健康保険・厚生年金・雇用保険・労災保険の事業主負担分です。これを労務単価に含めて持つか、別の列で持つかは会社によりますが、別の列で持つほうが後から使えます。 見積書で法定福利費を内訳明示する場面で、そのまま転記できるためです。
率は保険の種類と年度で変わります。表の上に率を書いておき、そこを直せば全行が計算し直される形にしておくと、改定のときに1か所で済みます。
常用と請負を分ける
同じ「外の人」でも、扱いが変わります。
| 区分 | 原価の区分 | 数え方 |
|---|---|---|
| 自社の従業員 | 労務費 | 人工数 × 労務単価 |
| 常用(応援) | 労務費または外注費 | 人工数 × 常用単価 |
| 請負(一式) | 外注費 | 契約金額 |
請負で出している分をこの表に入れると、外注管理表と二重に数えることになります。この表に入れるのは人工で数えるものだけにして、一式で出しているものは外注費として別に持ちます。
工事別に締める
月末に工事ごとの合計を出し、実行予算の労務費と突き合わせます。
ここで差が出たら、人工が増えたのか単価が上がったのかを区別します。人工が増えたなら歩掛の見直し、単価が上がったなら見積の単価の見直しと、打つ手が変わります。

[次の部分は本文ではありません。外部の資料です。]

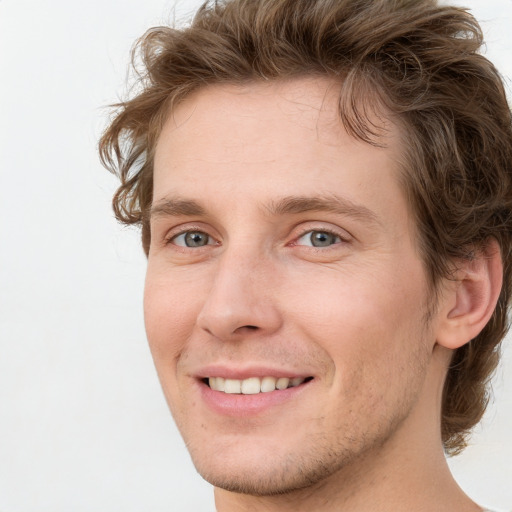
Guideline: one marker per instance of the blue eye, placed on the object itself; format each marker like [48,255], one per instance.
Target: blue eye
[192,239]
[319,239]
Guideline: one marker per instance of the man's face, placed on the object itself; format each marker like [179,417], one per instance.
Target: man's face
[283,254]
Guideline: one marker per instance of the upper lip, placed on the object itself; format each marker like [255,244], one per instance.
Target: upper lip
[241,373]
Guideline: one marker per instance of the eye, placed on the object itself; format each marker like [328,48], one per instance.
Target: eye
[192,239]
[319,239]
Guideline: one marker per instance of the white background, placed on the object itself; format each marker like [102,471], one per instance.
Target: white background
[83,424]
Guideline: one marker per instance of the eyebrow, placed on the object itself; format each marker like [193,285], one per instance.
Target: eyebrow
[290,205]
[330,204]
[175,207]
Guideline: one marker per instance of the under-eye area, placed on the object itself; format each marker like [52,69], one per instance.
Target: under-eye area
[254,385]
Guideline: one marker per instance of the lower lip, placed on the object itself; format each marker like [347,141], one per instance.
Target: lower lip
[239,405]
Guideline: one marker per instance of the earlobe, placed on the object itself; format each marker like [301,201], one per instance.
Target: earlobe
[470,300]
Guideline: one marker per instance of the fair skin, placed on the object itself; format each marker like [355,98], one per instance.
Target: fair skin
[283,248]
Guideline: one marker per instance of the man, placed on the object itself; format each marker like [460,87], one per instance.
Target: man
[324,190]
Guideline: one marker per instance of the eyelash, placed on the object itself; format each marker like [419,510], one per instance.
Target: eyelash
[168,240]
[334,233]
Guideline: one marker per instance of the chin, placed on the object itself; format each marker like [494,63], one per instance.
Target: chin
[269,472]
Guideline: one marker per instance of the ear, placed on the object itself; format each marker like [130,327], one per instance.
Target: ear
[469,301]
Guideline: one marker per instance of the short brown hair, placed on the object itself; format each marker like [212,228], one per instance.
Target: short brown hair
[420,61]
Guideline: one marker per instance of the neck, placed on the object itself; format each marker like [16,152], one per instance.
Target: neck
[407,472]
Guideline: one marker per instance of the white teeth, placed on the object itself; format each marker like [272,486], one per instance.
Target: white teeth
[233,386]
[253,385]
[268,384]
[217,383]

出た数字は、そのまま予算実績対比表の労務費の行に入ります。
よくある質問
一人親方への支払いはどちらに入れますか。
契約の形で決まります。日単位で来てもらい人工で数えているなら労務費、工事の一部を一式で請け負ってもらっているなら外注費です。同じ人でも現場ごとに形が変わることがあるため、行ごとに区分を書いておきます。
法定福利費の率はどこを見ますか。
健康保険と厚生年金は日本年金機構が公表する保険料額表、雇用保険と労災保険は厚生労働省が公表する料率を確認します。労災保険率は事業の種類で異なり、建設業は工事の種類ごとに定められています。年度で改定されるため、期首に見直します。